Manifestations

Antoine Volodine invité du Café des livres de la BnF

26 février 2015
Antoine Volodine

Antoine Volodine

Dans le cadre du Café des livres, Jean-Didier Wagneur recevra samedi 7 mars le romancier Antoine Volodine, prix Médicis 2014 pour son roman Terminus radieux.

Antoine Volodine est le principal hétéronyme d’un romancier né en 1949, qui signe également Elli Kronauer, Manuela Draeger ou Lutz Bassmann, etc. Il est l’auteur depuis 1985, sous le nom d’Antoine Volodine, d’une vingtaine de romans, dont Des anges mineurs, prix du Livre Inter en 2000. C’est l’un des plus singuliers et des plus importants romanciers français d’aujourd’hui.

Il vient de recevoir le prix Médicis 2014 pour Terminus Radieux (Le Seuil, 2014), où, dans une Sibérie dévastée par les explosionsnucléaires après la chute de la Seconde Union soviétique, des hommes irradiés et mutants errent sans plus savoir s’ils sont morts ou vivants. Le centre du monde a un nom, Terminus radieux, un kolkhoze dont la pile atomique s’est enfoncée sous terre et dont le président met ses pouvoirs surnaturels au service de son rêve de toute-puissance. Entre la steppe et la taïga, se déroule ici une fiction où fusionnent le conte et la poésie, le roman et la fin des épopées, l’oralité incantatoire, le chant des oiseaux et les slogans politiques. Le lecteur y retrouve les surnaturelles grand-mères volodiniennes (ici l’atomique Mémé Oudgul), les tortionnaires et les éternelles victimes de rêves égalitaristes ayant tourné au cauchemar.

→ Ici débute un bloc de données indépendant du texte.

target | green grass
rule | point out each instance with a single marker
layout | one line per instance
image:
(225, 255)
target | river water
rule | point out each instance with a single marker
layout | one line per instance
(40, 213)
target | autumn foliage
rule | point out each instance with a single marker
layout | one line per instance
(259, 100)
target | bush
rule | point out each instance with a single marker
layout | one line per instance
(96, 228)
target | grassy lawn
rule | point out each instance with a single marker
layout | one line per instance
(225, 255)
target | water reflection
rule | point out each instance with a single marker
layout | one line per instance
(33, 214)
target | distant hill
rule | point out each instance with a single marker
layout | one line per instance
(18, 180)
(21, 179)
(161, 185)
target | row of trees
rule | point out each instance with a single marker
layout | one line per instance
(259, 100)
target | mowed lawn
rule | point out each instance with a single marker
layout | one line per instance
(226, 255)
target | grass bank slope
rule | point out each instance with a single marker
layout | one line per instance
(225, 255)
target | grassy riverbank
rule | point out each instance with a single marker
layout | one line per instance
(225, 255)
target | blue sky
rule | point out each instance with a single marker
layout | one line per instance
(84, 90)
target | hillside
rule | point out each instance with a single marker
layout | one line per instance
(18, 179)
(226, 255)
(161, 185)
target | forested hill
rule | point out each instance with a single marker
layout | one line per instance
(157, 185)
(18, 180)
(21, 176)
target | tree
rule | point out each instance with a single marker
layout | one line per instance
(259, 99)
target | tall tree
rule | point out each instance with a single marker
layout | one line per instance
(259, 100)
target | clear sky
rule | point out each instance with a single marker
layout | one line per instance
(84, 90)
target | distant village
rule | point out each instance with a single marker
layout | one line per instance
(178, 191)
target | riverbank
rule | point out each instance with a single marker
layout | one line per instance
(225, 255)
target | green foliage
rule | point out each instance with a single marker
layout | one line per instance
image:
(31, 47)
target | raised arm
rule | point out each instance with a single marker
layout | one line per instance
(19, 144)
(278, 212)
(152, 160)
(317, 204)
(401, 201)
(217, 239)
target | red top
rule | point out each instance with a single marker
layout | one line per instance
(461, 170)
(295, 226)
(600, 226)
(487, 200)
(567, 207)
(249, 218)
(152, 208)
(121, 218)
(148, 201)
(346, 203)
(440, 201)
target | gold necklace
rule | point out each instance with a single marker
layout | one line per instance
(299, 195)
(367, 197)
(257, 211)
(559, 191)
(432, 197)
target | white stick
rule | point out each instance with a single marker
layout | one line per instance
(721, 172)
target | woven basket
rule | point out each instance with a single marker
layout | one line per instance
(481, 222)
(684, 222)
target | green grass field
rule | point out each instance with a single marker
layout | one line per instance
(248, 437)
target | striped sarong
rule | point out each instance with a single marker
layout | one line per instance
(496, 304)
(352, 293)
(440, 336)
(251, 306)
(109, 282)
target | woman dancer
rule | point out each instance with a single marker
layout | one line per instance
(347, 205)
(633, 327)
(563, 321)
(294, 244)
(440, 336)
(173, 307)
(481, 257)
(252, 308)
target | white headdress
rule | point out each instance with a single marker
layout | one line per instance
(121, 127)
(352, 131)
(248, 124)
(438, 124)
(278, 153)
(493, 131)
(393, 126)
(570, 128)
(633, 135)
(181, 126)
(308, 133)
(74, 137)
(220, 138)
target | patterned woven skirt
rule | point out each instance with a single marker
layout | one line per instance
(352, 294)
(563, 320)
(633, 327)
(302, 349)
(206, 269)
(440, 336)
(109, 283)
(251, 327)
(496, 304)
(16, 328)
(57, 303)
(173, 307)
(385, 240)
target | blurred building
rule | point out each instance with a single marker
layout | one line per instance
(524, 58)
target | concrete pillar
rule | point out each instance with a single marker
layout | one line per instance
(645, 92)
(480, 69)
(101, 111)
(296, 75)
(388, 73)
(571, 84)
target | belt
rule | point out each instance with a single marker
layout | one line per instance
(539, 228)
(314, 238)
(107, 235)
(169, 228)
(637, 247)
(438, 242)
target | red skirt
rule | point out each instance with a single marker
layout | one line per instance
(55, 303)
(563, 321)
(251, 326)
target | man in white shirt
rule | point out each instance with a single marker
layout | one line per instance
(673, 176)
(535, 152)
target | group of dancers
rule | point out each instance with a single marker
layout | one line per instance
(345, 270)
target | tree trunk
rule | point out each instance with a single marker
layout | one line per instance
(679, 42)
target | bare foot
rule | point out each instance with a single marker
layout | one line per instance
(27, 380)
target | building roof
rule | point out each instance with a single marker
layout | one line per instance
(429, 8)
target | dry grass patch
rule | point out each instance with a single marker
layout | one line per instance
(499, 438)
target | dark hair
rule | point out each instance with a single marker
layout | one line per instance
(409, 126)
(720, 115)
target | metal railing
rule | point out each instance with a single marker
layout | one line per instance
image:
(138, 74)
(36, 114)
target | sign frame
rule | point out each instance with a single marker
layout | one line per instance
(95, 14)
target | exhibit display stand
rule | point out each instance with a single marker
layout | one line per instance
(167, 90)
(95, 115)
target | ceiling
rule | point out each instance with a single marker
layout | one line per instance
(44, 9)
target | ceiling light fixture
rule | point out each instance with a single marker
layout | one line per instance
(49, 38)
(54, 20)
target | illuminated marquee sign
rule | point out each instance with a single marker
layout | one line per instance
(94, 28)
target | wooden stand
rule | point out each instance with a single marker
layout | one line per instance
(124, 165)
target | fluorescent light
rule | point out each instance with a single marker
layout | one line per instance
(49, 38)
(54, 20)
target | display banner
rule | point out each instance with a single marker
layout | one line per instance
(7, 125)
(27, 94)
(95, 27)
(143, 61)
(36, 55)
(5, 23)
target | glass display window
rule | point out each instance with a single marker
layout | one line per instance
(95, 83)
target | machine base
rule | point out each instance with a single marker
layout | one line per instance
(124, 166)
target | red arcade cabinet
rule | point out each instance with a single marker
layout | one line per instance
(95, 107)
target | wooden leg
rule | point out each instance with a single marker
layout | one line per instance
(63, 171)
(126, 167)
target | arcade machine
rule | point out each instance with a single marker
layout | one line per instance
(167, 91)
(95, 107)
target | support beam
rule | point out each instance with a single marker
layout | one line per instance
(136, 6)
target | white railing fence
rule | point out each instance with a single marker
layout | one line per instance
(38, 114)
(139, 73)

Errances dans des paysages post-apocalyptiques, descentes aux enfers, enfermements concentrationnaires, tous les romans de Volodine évoquent un monde d’après. Dans Le post-exotisme en dix leçons, leçon onze, l’écrivain a livré quelques-uns des principes qui organisent sa poétique et son univers. Une prison où se croisent les voix de détenus incarcérés est la matrice de toutes les histoires et de la littérature post-exotique. Des hommes et des femmes rêvent, imaginent, parlent, écrivent ou tapent sur les barreaux. Des histoires sont murmurées, scandées collectivement, écrites sur des bouts de papier, apprises par cœur, communiquées à d’autres détenus qui à leur tour les transfigurent, afin de ne pas éveiller les soupçons des gardiens.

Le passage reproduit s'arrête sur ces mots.